NewsABPnews  |  May 1, 2007

SAN ANTONIO, Texas (ABP) — Claudia Munoz wants to work on a church staff and has done everything she can to prepare herself, including traveling from her home country of Chile to enroll at Baptist University of the Americas.

Munoz recently graduated from the San Antonio, Texas, school and began optional career training, working as a graphic artist at the school — the same position she hopes to hold one day on a church staff in Chile.

Months before her student visa expired, she applied for a religious visa so she could work on a church staff in the United States while her husband finished his master's degree. Months after her initial visa expired, she continues to wait.

Munoz remains in the country, but she can't legally hold a job. She and her husband, who is on a student visa, are living off the support they receive from their parents.

“I'm still waiting and hoping, praying I receive it soon because I need to work,” she said.

Munoz's situation is not unique. The United States immigration system affects whom churches can call as ministers, but some experts worry immigrants and religious institutions generally do not understand the intricacies of immigration law.

The situation has been exacerbated by a government report that indicated a 33-percent fraud rate in the country's religious visa program, which allows individuals to immigrate into the United States in order to work in churches. The result of the study has been an increase in scrutiny over religious visa applications, including delay-prone on-site visits for many of the applicants.

One director of missions in the Midwest has waited for nearly a year for a church-starter to arrive. The pastor-to-be has been approved by the Southern Baptist Convention, but he has not received final approval for his religious visa, despite already being in the country legally on a student visa.
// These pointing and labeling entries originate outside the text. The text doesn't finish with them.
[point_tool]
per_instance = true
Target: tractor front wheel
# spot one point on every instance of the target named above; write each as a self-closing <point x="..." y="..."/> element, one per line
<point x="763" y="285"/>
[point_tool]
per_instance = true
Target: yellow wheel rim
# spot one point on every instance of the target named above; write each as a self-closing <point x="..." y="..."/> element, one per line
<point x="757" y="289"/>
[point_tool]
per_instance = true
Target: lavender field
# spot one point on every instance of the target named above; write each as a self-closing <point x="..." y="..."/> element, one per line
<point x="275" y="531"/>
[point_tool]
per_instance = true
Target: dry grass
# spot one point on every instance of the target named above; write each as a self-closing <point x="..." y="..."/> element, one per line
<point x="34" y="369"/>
Krista Gregory, a consultant with the Baptist Immigration Services Network of the Baptist General Convention of Texas, helps churches deal with such thorny immigration issues. She encourages congregations to ask potential staff members about their citizenship status. And if an individual is not a citizen or is in the country on a visa, then the church must work to hire that person legally.

“The only time they need to ask that question [about immigration status] is if they are thinking about hiring them [on] a full-time status,” she said.

A religious visa is also connected to a specific church, Gregory said. If someone becomes employed by another church, the individual must apply to get the religious visa changed to the new congregation. Immigration guidelines also stipluate that people with religious visas cannot hold multiple jobs.

Baptist University of the Americas, with 20 percent of its student population on student visas, is keenly interested in the visa situation.

When those students seek to work in churches, they apply for religious-work visas through the churches that are hiring them. But people who hold student visas are not supposed to earn money outside of a work-study job through their school. That means congregations cannot legally pay a person with a student visa to be a permanent staff member.

While in college, students can hold full-time jobs — if the school requires it as part of career training. But that position cannot last longer than two consecutive semesters. Students also have the option to devote the year after they graduate to a full-time job as part of optional career training. At the end of the year, they must leave the country, apply for citizenship or apply for a different visa.

Mary Ranjel, director of admissions at the Baptist university, said requests for visas are usually accepted, but nothing is taken for granted.

“Basically all the information is pretty standard,” she said. “But after 9/11, it's been much more rigid.”

-30-

— This is the third in a four-part series on immigration in the United States.